No es fácil sobrellevar un derrocamiento y un exilio involuntario, pero el estar encerrado en una embajada de tu país por casi dos meses y sin poder salir, debe ser cuanto menos angustiante. No digamos si a ello se le une un golpe de Estado que, ya sea por omisión o inacción de la comunidad internacional, es legitimado cada día que pasa.
El presidente de Honduras, Manuel Zelaya, se ha cansado de que le tomen el pelo con tanto descaro. El sinfín de acuerdos y conversaciones, arreglos y desavenencias acabaron por agotarlo también a él. Renunció a lo más legítimo de su lucha, que era su convicción de no negociar en ningún caso con los golpistas.

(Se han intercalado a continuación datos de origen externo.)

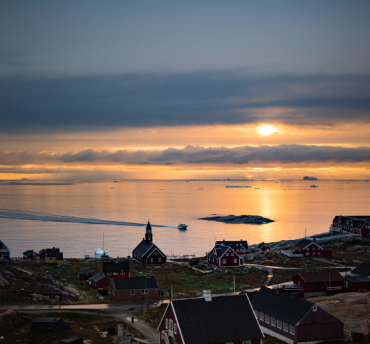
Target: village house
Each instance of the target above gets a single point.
(53, 256)
(117, 269)
(362, 270)
(240, 247)
(294, 320)
(224, 256)
(133, 288)
(29, 254)
(83, 274)
(216, 320)
(358, 283)
(99, 281)
(311, 248)
(319, 283)
(4, 251)
(262, 247)
(353, 224)
(147, 252)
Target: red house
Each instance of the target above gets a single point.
(295, 320)
(353, 224)
(117, 269)
(310, 248)
(99, 281)
(319, 283)
(222, 319)
(262, 247)
(224, 256)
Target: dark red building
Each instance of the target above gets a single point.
(311, 248)
(224, 256)
(319, 283)
(117, 269)
(99, 281)
(216, 320)
(295, 320)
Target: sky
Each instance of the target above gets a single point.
(184, 89)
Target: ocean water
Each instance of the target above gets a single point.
(74, 217)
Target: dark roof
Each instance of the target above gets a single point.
(83, 272)
(234, 244)
(116, 266)
(363, 269)
(220, 250)
(131, 283)
(281, 306)
(325, 276)
(52, 252)
(223, 319)
(358, 279)
(142, 248)
(97, 277)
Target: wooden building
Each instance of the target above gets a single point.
(133, 288)
(240, 247)
(53, 256)
(99, 281)
(353, 224)
(4, 251)
(147, 252)
(216, 320)
(295, 320)
(357, 283)
(83, 274)
(262, 247)
(311, 248)
(224, 256)
(319, 283)
(362, 270)
(116, 269)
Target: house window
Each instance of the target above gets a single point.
(279, 323)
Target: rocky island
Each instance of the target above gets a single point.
(246, 219)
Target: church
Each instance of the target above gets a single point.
(147, 252)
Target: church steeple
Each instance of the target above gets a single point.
(148, 233)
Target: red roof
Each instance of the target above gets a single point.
(314, 277)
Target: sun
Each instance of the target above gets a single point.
(266, 130)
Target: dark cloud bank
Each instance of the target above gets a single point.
(282, 154)
(200, 98)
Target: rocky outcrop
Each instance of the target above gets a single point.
(246, 219)
(352, 308)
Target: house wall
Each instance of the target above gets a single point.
(319, 326)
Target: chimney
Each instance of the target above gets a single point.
(207, 295)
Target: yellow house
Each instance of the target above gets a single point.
(53, 256)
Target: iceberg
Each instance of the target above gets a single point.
(99, 252)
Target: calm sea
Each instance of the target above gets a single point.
(74, 217)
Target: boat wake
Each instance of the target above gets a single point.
(36, 216)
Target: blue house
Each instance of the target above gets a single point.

El 30 de octubre se resignó a firmar el Acuerdo de Tegucigalpa-San José por el que renunciaba a convocar una Asamblea Constituyente que pudiera reformar la Carta Magna, y accedía a la creación de un Gobierno de Unidad y Reconciliación en el que podían ser incluidos los que hoy detentan el poder en su país.
Se terminó entonces el principio de “no hay trato con golpistas porque ello significaría legitimar la autoridad que han usurpado”. Acabó por ceder, después de una lucha diaria que está por cumplir su quinto mes, en cuanto rubricó con su firma el acuerdo. Y ha tardado una semana en arrepentirse.

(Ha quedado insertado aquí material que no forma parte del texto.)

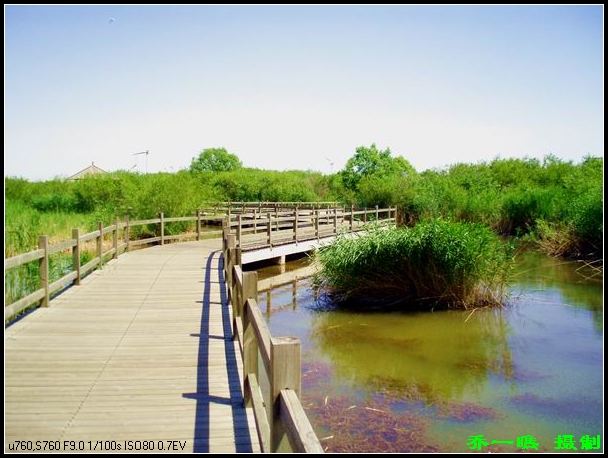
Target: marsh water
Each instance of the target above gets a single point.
(400, 382)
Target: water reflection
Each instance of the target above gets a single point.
(559, 281)
(408, 382)
(413, 353)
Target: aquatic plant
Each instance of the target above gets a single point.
(435, 264)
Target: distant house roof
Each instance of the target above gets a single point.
(90, 170)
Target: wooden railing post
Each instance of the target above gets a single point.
(198, 224)
(285, 373)
(126, 233)
(100, 244)
(76, 254)
(335, 220)
(269, 229)
(250, 344)
(115, 238)
(43, 243)
(239, 229)
(162, 228)
(231, 245)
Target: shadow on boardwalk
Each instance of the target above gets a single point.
(203, 397)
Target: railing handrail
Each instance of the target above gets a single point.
(282, 415)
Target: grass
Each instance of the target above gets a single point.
(435, 264)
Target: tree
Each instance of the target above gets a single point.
(215, 160)
(368, 162)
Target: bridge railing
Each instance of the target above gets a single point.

Lo primero que hizo fue rechazar el pacto. Su decisión se justificaba en el incumplimiento del acuerdo por parte de la parte contraria (recordemos, el lado golpista que pasa a formar parte de un acuerdo con ínfulas de legalidad). Micheletti había formado el famoso Gobierno de unidad con sus acólitos, pero no con los de Zelaya.
¿Quién puede pretender que los pasaron embravecidos sobre un Gobierno legítimo se cuiden ahora en las formas y se pongan serios con un tratado de pacotilla? No respetaron la Constitución hondureña, ¿y se iban a sujetar a un papelillo, por mucho apoyo de la OEA que tuviera?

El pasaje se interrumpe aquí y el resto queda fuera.